At first glance, a drop from 4.4% to 4.3% looks like progress.

It isn't.

"What's more, the drop in unemployment from 4.4 to 4.3 percent was driven by a shrinking labor force rather than genuine job creation," Schwartz said.

That means fewer Americans are working or looking for work.

“Except for the pandemic blip, the labor force in March fell from the year-earlier level for the first time since 2013, reflecting the immigration crackdown and an aging population,” Schwartz added.

The employed headcount has fallen for three straight months.

Inflation Is Rising — And Workers Feel It

At the same time, inflation is moving in the opposite direction. Gas prices have climbed above $4 per gallon.

The math for a working household is straightforward and brutal.

A family filling a 15-gallon tank twice a week is now spending roughly $120 more per month on gasoline alone than they were 30 days ago. That is more than $1,400 a year — before factoring in the pass-through to groceries, shipping costs, and utilities that move with energy prices.

"The broader consumer picture is similarly strained. Wage growth is slowing, inflation is accelerating, and worker bargaining power has eroded markedly since the spring of 2025," Schwartz said.

Wage growth at 3.5% is already running below the pace needed to offset that hit for most households. For lower-income workers — who spend a disproportionate share of earnings on fuel and essential goods — it is not close.

The signal in the quit data confirms it. The voluntary quit rate has matched the lowest level of this economic expansion. The ratio of quits to unemployed workers — except for the pandemic plunge — is the lowest in more than a decade.

Workers who do not believe they can find something better do not quit. That shift in bargaining power from labor to employers, which Oxford Economics traces to the spring of 2025, has now become entrenched.

The Fed’s Impossible Position

Inflation is accelerating. The Fed’s tools cannot stop it.

That is not a criticism of the Federal Reserve — it is a description of what supply-side shocks do. The Fed cannot reopen the Strait of Hormuz. It cannot bring crude back below $80.

What it can do is raise rates to slow demand, but slowing demand in an economy already showing labor force contraction, falling consumer confidence, and a war-driven spending shock carries its own risks.

Oxford Economics expects the Fed to take a different path: look past the inflation spike and return to rate cuts in the second half of the year, once demand destruction becomes the more pressing concern.

February retail sales — the last clean pre-war read — showed a solid 0.6% gain. That number predates $4 gas and the psychological toll of an active conflict on consumer behavior.

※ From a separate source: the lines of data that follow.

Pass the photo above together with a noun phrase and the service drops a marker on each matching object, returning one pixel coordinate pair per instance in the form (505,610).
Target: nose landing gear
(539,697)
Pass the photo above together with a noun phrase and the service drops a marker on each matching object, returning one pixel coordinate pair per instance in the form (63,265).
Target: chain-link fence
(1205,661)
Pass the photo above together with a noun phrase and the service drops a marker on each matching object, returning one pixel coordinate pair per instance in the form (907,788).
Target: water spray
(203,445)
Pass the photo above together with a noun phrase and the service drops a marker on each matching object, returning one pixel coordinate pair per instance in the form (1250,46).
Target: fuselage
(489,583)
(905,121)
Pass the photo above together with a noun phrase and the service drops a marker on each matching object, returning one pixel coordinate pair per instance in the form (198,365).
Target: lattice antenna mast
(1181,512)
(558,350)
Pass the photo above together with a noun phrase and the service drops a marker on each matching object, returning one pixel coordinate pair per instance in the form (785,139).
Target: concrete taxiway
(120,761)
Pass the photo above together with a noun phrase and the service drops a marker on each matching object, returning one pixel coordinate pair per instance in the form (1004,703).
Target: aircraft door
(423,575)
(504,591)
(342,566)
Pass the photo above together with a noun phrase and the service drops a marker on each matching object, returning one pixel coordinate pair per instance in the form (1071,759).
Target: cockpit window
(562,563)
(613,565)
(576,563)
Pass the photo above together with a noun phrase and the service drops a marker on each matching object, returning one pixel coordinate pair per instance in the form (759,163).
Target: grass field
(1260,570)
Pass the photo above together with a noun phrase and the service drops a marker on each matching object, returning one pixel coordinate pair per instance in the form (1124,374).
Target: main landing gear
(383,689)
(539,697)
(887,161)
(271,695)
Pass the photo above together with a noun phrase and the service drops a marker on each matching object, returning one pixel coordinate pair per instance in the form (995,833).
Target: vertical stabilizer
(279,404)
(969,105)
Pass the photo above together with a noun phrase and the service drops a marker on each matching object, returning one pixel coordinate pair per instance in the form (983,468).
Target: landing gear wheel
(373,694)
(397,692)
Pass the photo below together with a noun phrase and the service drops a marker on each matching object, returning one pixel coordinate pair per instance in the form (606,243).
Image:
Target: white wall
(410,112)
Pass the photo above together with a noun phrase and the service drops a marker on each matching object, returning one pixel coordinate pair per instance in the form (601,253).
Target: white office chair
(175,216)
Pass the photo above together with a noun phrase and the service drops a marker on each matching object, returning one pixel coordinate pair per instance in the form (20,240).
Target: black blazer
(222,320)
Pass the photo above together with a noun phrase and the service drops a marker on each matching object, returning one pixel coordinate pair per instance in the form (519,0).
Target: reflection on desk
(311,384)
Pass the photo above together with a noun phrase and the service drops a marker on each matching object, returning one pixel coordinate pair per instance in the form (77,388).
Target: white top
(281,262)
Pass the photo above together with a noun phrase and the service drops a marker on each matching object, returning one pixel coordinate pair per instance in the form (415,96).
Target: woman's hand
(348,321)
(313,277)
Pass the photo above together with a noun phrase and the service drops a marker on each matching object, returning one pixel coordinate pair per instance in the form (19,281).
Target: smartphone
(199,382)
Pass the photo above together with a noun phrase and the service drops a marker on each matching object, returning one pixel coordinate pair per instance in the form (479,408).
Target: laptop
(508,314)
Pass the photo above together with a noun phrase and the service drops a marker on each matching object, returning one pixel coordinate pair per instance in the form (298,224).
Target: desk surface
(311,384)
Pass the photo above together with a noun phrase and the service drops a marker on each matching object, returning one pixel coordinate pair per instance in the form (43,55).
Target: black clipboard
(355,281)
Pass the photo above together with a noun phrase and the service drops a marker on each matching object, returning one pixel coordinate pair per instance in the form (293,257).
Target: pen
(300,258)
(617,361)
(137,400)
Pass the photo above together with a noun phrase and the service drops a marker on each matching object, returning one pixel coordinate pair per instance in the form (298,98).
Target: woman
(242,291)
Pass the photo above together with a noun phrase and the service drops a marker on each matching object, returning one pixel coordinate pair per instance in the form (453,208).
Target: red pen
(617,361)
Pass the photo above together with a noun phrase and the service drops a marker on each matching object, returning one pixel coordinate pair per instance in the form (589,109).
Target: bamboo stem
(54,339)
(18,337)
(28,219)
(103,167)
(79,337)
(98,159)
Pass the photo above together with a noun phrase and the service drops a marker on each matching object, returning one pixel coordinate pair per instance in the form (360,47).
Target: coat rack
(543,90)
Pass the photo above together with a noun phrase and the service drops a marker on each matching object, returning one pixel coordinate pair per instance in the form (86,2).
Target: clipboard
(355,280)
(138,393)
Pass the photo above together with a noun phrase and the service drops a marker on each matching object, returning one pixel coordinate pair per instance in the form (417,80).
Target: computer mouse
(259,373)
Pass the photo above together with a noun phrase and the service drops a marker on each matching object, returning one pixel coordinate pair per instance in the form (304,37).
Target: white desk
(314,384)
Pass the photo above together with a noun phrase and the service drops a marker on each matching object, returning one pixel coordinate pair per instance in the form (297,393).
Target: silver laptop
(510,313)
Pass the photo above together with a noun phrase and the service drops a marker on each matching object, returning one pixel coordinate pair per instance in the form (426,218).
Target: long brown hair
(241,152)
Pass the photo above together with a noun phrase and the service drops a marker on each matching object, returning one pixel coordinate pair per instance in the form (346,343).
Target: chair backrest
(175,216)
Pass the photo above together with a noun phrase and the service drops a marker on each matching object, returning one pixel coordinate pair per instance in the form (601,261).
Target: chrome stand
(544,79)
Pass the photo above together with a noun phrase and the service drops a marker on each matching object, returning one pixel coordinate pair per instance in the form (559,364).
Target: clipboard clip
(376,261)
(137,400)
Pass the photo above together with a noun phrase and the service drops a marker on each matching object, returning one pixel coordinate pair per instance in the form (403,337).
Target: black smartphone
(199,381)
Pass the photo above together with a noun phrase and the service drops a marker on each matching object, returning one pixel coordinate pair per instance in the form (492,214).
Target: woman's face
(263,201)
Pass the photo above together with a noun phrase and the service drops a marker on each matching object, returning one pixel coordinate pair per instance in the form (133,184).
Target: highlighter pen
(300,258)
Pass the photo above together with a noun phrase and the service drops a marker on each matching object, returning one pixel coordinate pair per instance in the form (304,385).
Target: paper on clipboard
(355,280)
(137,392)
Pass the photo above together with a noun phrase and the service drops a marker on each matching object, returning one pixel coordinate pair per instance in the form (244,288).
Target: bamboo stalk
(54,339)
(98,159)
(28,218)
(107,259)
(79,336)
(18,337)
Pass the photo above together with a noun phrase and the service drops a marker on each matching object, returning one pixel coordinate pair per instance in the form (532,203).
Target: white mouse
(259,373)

March and April data will be the first honest look at what households are actually doing at the register.

"The Fed, limited in its ability to address supply-side inflation shocks, will likely look past rising prices and pivot back toward rate cuts in the second half of the year as demand destruction becomes the more pressing concern," Schwartz said.

The U.S. economy now faces a dangerous mix. Slowing wage growth, rising inflation and weakening labor supply.

The stagflation scenario — rising prices and slowing growth simultaneously — is no longer a tail risk. It is the base case if the conflict extends beyond current assumptions.

A longer war means more inflation and more demand destruction at the same time, compressing the Fed’s options and raising recession odds even as inflation prints run hot.